3. something, as a quality, characteristic, or other immaterial possession, received from progenitors or predecessors as if by succession: an inheritance of family pride.
4. portion; birthright; heritage: Absolute rule was considered the inheritance of kings.
6. Obsolete. right of possession; ownership.
It was reminded that my natural family is rich in heritage, culture and a legacy in the frozen food business. I feel at times that my friends around me think that I am rich monetarily and in possession. I thought so myself too, as in, I didn't have to worry about what to eat, whether if I’ll have a roof over my head and there’s always enough.
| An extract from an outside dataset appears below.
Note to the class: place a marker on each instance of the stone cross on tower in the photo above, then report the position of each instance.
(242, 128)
But this morning, I woke up and had a strong conviction in my heart.
I. AM. NO.WHERE. NEAR. RICH.
I. AM. NOT. RICH.
My parents are rich, and it is by years and years of toiling and hard work. I guess no one sees the challenges behind close doors and the time that my dad spent investing in his business. He was denied the opportunity to pursue education because my grandad needed help. He did not have a choice to say no, I would like an extra hour of sleeping in, thanks nor the luxury of discovering his true passion. And let’s not mention the long working hours, dropping in to the office every weekend and being woken up by phone calls in the middle of the night when something goes wrong.
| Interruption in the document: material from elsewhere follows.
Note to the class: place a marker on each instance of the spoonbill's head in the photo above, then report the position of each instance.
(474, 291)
And as a daughter of his, all that I have owe it to my parents’ years and years of sacrifices. I received because I have amazingly mind blowing generous parents who never shy away from giving us the best. Hence, the solid starting point that I have in life and I never want to take that for granted. The privileges of having certain things, and being blessed with certain experiences, are partly credited to my parent’s investment in their children, even if it means that it cost them.
Hence, I am not rich because of my own works or through my own career (trust me, nursing pay peanuts), it’s sheerly because of the overflow from my parents. At times, it may not even be an overflow, but simply an act of sacrifice.
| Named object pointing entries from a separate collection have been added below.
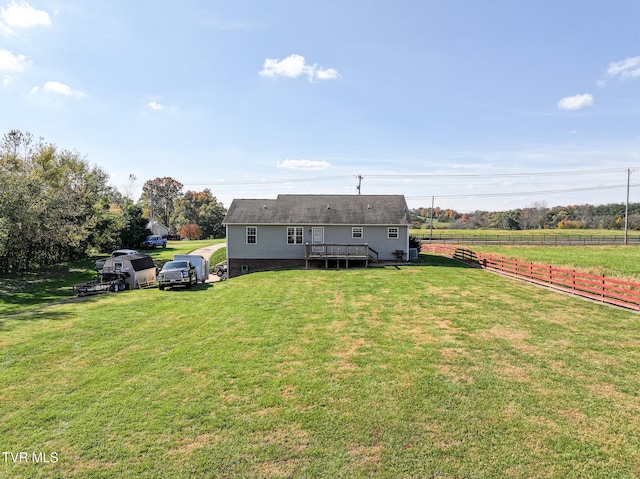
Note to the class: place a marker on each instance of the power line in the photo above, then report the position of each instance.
(403, 175)
(522, 193)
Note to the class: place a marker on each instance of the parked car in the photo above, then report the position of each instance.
(99, 264)
(122, 252)
(177, 273)
(154, 241)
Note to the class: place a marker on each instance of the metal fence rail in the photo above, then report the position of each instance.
(606, 290)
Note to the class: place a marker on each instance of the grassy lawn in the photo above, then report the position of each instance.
(613, 261)
(423, 371)
(28, 290)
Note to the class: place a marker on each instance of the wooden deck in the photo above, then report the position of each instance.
(337, 252)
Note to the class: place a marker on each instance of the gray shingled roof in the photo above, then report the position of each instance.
(321, 210)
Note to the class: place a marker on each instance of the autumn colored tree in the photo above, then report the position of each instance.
(158, 196)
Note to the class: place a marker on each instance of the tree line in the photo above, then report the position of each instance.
(56, 207)
(537, 216)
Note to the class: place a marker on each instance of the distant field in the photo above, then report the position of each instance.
(424, 371)
(538, 232)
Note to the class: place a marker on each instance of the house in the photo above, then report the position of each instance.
(299, 230)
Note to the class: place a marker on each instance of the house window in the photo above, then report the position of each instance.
(252, 234)
(294, 234)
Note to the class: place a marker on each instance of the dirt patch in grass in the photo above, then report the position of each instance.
(344, 357)
(516, 338)
(511, 372)
(188, 445)
(367, 457)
So, translating this to my spiritual Daddy in heaven. It blows up a whole new perspective.
“ Every good and perfect gift is from above, coming down from the Father of the heavenly lights, who does not change like shifting shadows.”
- James 1 : 17 -
I can walk in freedom, with peace in my heart and joy in my soul today. I had seen breakthroughs and overcome mountains by the power of the Lamb. I can go through the valleys and there will be a great host of witnesses cheering me on. I have access to the same power that raised Christ from the dead and walk with Holy Spirit on a daily basis.
And it wasn't like it didn't cost Daddy God anything for us to be reconciled and for us to be able to come face to face with him again. He sacrificed His one and only Son, taking our place of punishment and the wages of sin on His own shoulders. He could have said, No and it would have been fine, but He chose to pursue us and He chooses us again and again.
To think that I am so underserving of any spiritual or natural blessings from both my heavenly and earthly father but they give anyway. This is the beauty of inheritance. It is truly not by works, it is by grace.
Some people priced natural materialistic possession as valuable. As for me, I would so much rather more inherit the spiritual blessings, the authority, the ownership, obsolete right, quality and characteristics of my heavenly Father. To have his heart beat and to know his Kingdom.
So, am I rich? - Yes.
Am i deserving to come into His Kingdom and possess all that He wants to give me? - NO.
But He gave anyway.
“For if the inheritance is based on law, it is no longer based on a promise; but God has granted it to Abraham by means of a promise....And if you belong to Christ, then you are Abraham's descendants, heirs according to promise.”